Türkiye will stick to its push to bring down inflation, with the country's finance minister pointing to temporary factors for a loss of momentum on the disinflation path, according to the president of the European Bank for Reconstruction and Development (EBRD).
Odile Renaud-Basso, just returned from the International Monetary Fund (IMF) and World Bank annual meetings in Washington, DC, said she had discussed inflation pressures with Türkiye's Treasury and Finance Minister Mehmet Şimşek.
"He explained there is a bit of temporary factors, like the impact of drought ... and specific factors that could have (an impact)," Renaud-Basso told Reuters on Monday.
"But I think the objective to decrease inflation will remain on track – these objectives are not going to change, they are going to keep the policy course."
Türkiye's inflation rate in September came in higher than expected at 33.3%, marking the first annual rise since a peak of 75.4% in May last year. Monthly readings were also higher than expected.
The country's central bank is expected to slow the pace of its interest rate cuts when its policymakers meet on Thursday, according to surveys.
Central Bank of the Republic of Türkiye (CBRT) Governor Fatih Karahan and his two deputies were also in Washington, meeting with investors over the past week.
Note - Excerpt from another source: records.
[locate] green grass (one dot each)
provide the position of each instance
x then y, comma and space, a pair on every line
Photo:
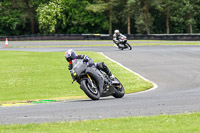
182, 123
136, 43
44, 75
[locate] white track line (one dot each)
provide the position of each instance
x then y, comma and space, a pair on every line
154, 84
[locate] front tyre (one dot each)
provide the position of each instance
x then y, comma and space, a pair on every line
129, 46
91, 92
119, 90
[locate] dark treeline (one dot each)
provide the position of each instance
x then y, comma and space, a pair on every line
27, 17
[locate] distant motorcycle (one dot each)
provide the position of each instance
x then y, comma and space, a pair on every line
123, 44
94, 82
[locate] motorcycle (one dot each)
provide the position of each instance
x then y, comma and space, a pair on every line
123, 44
94, 82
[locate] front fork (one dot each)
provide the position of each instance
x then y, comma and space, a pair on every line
91, 81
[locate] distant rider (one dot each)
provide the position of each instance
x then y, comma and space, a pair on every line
71, 55
116, 36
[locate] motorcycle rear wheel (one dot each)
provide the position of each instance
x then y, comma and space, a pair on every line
92, 93
119, 90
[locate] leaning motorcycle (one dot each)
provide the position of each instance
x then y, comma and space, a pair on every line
123, 44
94, 82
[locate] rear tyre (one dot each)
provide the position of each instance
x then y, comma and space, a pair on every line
119, 90
91, 92
129, 46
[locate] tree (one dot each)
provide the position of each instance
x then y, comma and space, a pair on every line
129, 11
190, 9
166, 6
144, 20
70, 16
105, 6
9, 18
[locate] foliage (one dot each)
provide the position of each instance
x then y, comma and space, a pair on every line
21, 17
70, 16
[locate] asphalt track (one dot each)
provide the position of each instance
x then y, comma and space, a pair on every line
175, 69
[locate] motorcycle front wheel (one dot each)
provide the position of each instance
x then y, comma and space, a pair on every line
119, 90
91, 91
129, 46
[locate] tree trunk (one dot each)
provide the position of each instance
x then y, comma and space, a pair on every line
167, 23
14, 4
129, 24
31, 13
190, 28
110, 22
146, 19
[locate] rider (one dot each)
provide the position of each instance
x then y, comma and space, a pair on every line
116, 36
71, 55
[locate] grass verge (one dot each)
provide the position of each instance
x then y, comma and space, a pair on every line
182, 123
28, 76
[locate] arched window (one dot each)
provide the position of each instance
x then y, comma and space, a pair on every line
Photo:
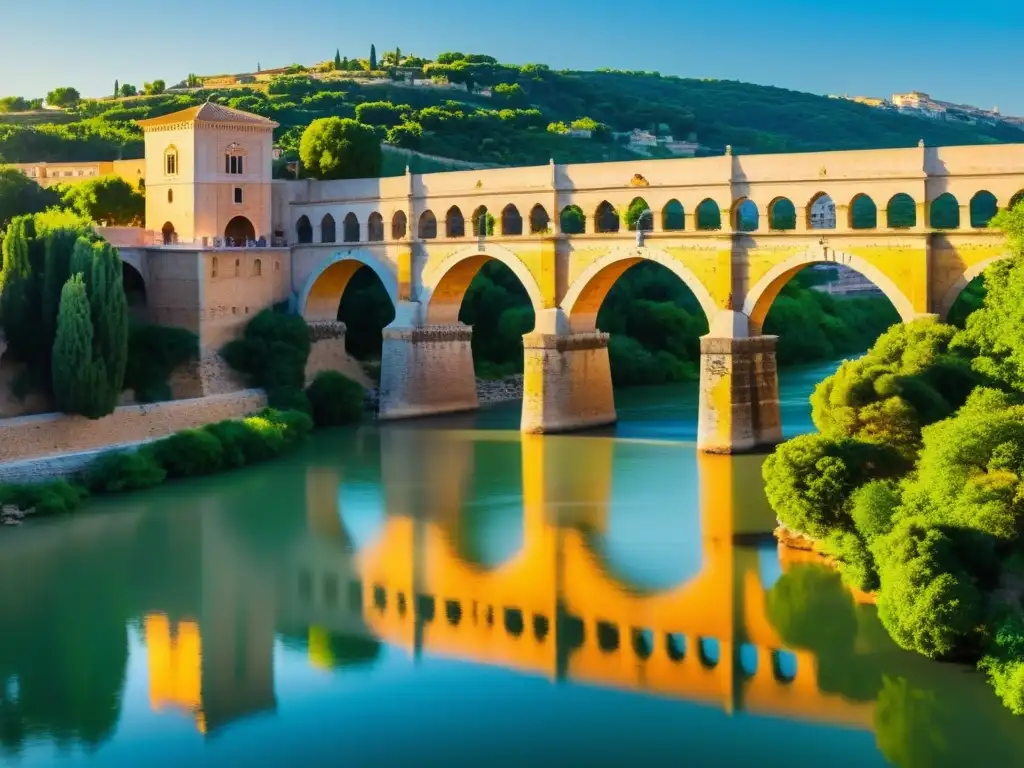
571, 220
821, 212
901, 213
329, 231
709, 215
375, 227
428, 225
944, 212
863, 213
171, 161
781, 214
606, 218
398, 225
745, 217
455, 224
482, 222
540, 221
511, 220
673, 216
303, 229
983, 208
351, 225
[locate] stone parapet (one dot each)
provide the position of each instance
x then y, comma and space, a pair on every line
739, 408
427, 370
566, 382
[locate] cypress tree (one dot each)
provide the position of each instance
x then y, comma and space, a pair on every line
79, 379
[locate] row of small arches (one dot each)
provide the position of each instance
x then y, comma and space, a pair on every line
900, 212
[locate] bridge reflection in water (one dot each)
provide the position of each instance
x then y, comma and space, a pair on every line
557, 606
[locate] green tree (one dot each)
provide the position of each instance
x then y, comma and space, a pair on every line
64, 97
340, 147
109, 201
79, 379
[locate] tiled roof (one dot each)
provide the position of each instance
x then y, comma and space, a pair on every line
209, 113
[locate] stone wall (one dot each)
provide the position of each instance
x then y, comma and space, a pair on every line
52, 434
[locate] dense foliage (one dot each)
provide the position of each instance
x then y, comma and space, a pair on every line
914, 483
They told foreign investors that they were increasingly concerned about inflation – suggesting they were ready to slow down the pace of rate cuts, sources told Reuters.
The bank lowered its benchmark one-week repo rate by 250 and 300 basis points in September and July, respectively.
Economists expect it to deliver a 100 basis-point cut this week to 39.5%, according to surveys by Anadolu Agency (AA) and Reuters.
JPMorgan on Monday reduced its forecast for the rate cut and revised its inflation outlook higher, warning that domestic political developments posed upside risks for both benchmark rates and price pressures.
The Wall Street bank said it now expected the central bank to lower its one-week repo rate by 100 basis points rather than 150 bps.
It added it expected policymakers to cut rates by 100 bps in December and in each monetary policy committee meeting in 2026, which would see the key rate end 2026 at 30.5%.
Meanwhile, the bank revised its year-end inflation forecast up to 32% from a previous 31.5%.
"We see upside risks to our inflation and policy rate forecasts for 2025 and 2026 due to domestic political developments," said Fatih Akçelik at JPMorgan.
The CBRT estimates inflation will drop to about 24% by the end of the year, with a forecast range of 25%-29%. The government's newly updated medium-term program expects it to slow to 28.5% this year.